Performance applies to your development process too. Unless you've got a solid state hard drive, PowerUI can take some 15 seconds to compile. Every time you change any of your C# files. Precompile PowerUI by going to Window > PowerUI > Precompile then just tick the box - that will entirely eliminate this delay for you.

If you change platform, or update Unity, you must precompile it again! That's because things like UNITY_ANDROID matter a lot.

Note that precompiling does not affect custom tags etc, but it does affect any partial class extensions.

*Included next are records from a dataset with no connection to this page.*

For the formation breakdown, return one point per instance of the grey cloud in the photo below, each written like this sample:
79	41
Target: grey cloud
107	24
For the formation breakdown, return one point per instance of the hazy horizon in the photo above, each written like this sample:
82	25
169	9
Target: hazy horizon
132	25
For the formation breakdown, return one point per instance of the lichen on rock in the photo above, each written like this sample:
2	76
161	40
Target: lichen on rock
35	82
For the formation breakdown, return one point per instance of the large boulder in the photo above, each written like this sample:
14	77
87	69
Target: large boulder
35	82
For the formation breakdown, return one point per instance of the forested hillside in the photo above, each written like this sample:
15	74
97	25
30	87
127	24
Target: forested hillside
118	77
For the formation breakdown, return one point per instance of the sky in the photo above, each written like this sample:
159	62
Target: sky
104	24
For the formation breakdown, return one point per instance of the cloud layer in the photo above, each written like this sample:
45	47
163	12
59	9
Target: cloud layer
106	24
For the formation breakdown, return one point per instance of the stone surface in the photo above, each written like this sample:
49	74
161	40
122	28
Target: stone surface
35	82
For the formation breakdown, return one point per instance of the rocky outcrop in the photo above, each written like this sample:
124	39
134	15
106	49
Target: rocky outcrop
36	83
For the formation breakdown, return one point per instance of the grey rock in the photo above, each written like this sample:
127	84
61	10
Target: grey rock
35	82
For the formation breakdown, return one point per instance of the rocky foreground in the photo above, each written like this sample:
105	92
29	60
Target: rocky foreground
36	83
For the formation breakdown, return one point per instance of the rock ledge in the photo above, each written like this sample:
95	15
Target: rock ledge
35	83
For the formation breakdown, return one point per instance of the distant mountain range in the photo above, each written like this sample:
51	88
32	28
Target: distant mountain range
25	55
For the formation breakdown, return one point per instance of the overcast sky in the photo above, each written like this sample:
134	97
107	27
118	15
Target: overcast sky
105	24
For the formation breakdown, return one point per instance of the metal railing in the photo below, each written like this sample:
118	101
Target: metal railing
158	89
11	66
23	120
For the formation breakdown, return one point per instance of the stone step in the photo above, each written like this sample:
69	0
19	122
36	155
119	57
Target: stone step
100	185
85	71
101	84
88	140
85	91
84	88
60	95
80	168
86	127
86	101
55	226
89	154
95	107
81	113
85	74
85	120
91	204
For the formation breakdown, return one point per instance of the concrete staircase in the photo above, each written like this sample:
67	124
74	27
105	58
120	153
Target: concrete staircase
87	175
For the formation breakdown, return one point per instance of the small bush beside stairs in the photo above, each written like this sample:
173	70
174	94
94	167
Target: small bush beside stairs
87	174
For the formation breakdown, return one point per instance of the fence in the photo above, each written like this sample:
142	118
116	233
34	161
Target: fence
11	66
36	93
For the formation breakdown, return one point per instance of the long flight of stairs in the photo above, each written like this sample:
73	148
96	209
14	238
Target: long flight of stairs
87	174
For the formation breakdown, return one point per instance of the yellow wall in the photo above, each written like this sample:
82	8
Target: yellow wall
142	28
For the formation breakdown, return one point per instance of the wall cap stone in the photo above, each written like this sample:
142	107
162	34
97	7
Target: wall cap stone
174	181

Set textContent rather than innerHTML

If you know your text contains no HTML then setting to textContent will cause virtually everything to get recycled. Setting innerHTML is fast anyway but textContent does almost nothing.

Disabling Unicode Bidirectionality

If you have no plans to use right-to-left or bidirectional text (like Arabic mixed with English), disable it by deleting PowerUI/Resources/BidirectionalData.bytes. This will give you a small memory saving (about 10kb) and slightly boost text performance.

You can also go further by specifying NoBIDI as a "scripting define symbols" as that will effectively remove all of the code which does the BIDI testing.

Avoid late loading CSS

This is a massive performance drainer - avoid it! Put style as high up your document as you can (e.g. in head). That's because a newly loaded CSS selector must check your entire DOM to see if they match any of the elements already in there. If your DOM is basically empty then this operation is much faster.

Meanwhile, a newly loading element uses a range of indices to very rapidly figure out which selectors actually apply to it.